KIAの強みはグループ力を活かした良質な資産・投資案件のソーシング能力である。
日鉄興和不動産の首都圏・駅前再開発事業における大規模開発案件では、開発型ファンドを通じて資金調達を支援。日本製鉄グループなどの遊休地有効活用事業では、物流施設などのファンドを順次組成、首都圏及び関西圏を中心に複数開発が進行中であり、第3号ファンドまで組成を重ねている。物流施設は安定稼働後、今夏、組成予定の私募REITへ組入れる方針。
2022年11月には組織再編で私募リート部を新設済み。
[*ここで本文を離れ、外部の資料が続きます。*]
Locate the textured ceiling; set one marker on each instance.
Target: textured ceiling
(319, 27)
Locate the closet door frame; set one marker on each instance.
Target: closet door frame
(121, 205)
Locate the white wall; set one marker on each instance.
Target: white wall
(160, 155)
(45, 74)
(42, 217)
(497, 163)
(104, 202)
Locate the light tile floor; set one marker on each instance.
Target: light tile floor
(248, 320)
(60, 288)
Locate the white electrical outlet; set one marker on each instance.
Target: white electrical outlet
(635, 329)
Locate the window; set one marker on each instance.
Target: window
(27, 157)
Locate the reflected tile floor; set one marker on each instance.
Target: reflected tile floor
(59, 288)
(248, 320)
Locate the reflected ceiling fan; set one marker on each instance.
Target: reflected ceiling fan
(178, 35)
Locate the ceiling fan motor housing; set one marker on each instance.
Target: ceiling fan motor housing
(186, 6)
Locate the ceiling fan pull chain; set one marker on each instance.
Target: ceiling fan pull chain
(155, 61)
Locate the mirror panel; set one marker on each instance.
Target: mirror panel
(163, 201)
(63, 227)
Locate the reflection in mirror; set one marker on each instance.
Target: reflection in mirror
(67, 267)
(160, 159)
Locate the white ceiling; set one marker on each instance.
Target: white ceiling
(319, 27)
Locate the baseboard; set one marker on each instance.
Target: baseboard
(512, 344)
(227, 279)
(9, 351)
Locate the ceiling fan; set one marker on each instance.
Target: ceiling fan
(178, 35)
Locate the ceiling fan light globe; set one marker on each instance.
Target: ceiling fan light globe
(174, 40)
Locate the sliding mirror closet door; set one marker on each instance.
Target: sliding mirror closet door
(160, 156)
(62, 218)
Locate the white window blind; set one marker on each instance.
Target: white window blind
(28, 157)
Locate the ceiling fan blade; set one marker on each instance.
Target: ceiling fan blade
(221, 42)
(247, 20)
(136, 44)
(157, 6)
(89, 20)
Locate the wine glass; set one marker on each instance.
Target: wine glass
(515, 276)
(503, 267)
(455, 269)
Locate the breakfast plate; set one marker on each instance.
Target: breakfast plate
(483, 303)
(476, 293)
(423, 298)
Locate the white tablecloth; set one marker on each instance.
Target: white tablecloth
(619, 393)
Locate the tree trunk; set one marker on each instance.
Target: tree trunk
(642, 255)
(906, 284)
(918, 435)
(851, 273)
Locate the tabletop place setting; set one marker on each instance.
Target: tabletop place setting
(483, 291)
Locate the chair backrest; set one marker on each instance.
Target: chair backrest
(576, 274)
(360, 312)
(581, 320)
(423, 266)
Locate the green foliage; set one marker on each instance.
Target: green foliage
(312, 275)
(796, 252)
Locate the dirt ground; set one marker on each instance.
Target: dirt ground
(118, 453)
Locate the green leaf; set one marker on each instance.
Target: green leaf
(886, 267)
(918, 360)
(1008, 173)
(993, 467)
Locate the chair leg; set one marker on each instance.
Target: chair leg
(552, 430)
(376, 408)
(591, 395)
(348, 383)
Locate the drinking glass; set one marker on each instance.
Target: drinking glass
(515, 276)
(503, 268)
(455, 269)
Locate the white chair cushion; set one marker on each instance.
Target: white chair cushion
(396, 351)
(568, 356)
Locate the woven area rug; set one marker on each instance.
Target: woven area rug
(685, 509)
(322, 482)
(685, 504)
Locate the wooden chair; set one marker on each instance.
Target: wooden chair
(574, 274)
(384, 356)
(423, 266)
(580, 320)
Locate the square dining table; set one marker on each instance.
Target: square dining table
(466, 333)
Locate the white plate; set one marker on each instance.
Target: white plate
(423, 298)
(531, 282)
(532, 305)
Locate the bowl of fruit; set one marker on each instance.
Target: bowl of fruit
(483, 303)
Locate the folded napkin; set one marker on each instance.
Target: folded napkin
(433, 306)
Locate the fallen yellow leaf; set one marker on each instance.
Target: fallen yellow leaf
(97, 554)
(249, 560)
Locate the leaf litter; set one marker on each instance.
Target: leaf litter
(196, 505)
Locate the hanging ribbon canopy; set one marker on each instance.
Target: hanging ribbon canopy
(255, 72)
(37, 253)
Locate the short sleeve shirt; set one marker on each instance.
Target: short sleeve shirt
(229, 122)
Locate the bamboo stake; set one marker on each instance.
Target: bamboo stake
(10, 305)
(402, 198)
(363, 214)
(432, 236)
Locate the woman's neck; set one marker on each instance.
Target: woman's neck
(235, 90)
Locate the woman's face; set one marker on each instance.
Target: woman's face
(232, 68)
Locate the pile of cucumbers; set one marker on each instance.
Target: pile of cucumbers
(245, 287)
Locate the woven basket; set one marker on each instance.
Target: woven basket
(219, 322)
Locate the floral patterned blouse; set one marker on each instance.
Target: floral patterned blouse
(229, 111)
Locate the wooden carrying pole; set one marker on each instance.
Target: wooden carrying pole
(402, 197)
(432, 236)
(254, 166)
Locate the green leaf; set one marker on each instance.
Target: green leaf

即戦力のAM経験者、PM出身の若手社員、設計・設備に強いベテラン技術者など多様な人材を積極採用中だ。
コア投資物件を“つくり上げる”
今後のソーシング戦略では、新たなアセットにもフォーカスする。主力の都心部オフィスビルは価格高騰中であり「既存投資家と協議し、コアプラス型へとリスク・リターン目線を調整」(取締役 私募ファンド部長 鵜澤伸崇氏)して物件獲得を継続させる。ひと手間を加えた“コア成り”を目指す戦略だ。「低稼働」物件の再生型ファンドや、再開発を前提とした築古ビルファンド、小規模オフィスビル(基準階面積60~70坪、30億円程度)などのファンドにも挑戦する。
将来的には冷凍冷蔵倉庫や特殊倉庫(危険物、プロセスセンター、クレーン付倉庫)、データセンターや研究開発施設など産業用アセットに投資対象を拡げたい考え。今後もグループ事業との連動性を意識しながら「顧客投資家にマッチした多様な投資機会を提供したい」と鵜澤氏は話した。